Cardiovascular diseases (CVDs) and pathologies are often driven by changes in molecular signaling and communication, as well as in cellular and tissue components, particularly those involving the extracellular matrix (ECM), cytoskeleton, and immune response. The fine-wire vascular injury model is commonly used to study neointimal hyperplasia and vessel stiffening, but it is not typically considered a model for CVDs. However, applying this model to study CVDs in conjunction with established processes could offer valuable insights. In this paper, we hypothesize that vascular injury induces changes in gene expression, molecular communication, and biological processes similar to those observed in CVDs at both the transcriptome and protein levels. To investigate this, we analyzed gene expression in microarray datasets from injured and uninjured femoral arteries in mice two weeks post-injury, identifying 1,467 significantly and differentially expressed genes involved in several CVDs such as including vaso-occlusion, arrhythmia, and atherosclerosis. We further constructed a protein-protein interaction network with seven functionally distinct clusters, with notable enrichment in ECM, metabolic processes, actin-based process, and immune response. Significant molecular communications were observed between the clusters, most prominently among those involved in ECM and cytoskeleton organizations, inflammation, and cell cycle. Machine Learning Disease pathway analysis revealed that vascular injury-induced crosstalk between ECM remodeling and immune response clusters contributed to aortic aneurysm, neovascularization of choroid, and kidney failure. Additionally, we found that interactions between ECM and actin cytoskeletal reorganization clusters were linked to cardiac damage, carotid artery occlusion, and cardiac lesions. Overall, through multi-scale bioinformatic analyses, we demonstrated the robustness of the vascular injury model in eliciting transcriptomic and molecular network changes associated with CVDs, highlighting its potential for use in cardiovascular research.
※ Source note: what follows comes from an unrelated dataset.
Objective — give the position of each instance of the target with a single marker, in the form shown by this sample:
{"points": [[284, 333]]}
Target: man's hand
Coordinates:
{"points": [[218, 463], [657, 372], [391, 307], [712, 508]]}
心血管疾病(CVDs)及其病变通常由分子信号传导与通讯的变化以及细胞和组织成分的改变所驱动,特别是那些涉及细胞外基质(ECM)、细胞骨架和免疫反应的成分。细线血管损伤模型常用于研究内膜增生和血管硬化,但通常不被视为心血管疾病的模型。然而,将该模型与既定过程相结合用于研究心血管疾病可能会提供有价值的见解。在本文中,我们假设血管损伤会在转录组和蛋白质水平上诱导与心血管疾病中观察到的类似的基因表达、分子通讯和生物学过程的变化。为了对此进行研究,我们分析了损伤后两周小鼠受伤和未受伤股动脉的微阵列数据集中的基因表达,鉴定出1467个与包括血管阻塞、心律失常和动脉粥样硬化等几种心血管疾病相关的显著差异表达基因。我们进一步构建了一个具有七个功能不同簇的蛋白质-蛋白质相互作用网络,在细胞外基质、代谢过程、基于肌动蛋白的过程和免疫反应方面有显著富集。在这些簇之间观察到了显著的分子通讯,最显著的是在参与细胞外基质和细胞骨架组织、炎症和细胞周期的那些簇之间。机器学习疾病通路分析表明,血管损伤诱导的细胞外基质重塑和免疫反应簇之间的串扰促成了主动脉瘤、脉络膜新生血管形成和肾衰竭。此外,我们发现细胞外基质和肌动蛋白细胞骨架重组簇之间的相互作用与心脏损伤、颈动脉阻塞和心脏病变有关。总体而言,通过多尺度生物信息学分析,我们证明了血管损伤模型在引发与心血管疾病相关的转录组和分子网络变化方面的稳健性,突出了其在心血管研究中的应用潜力。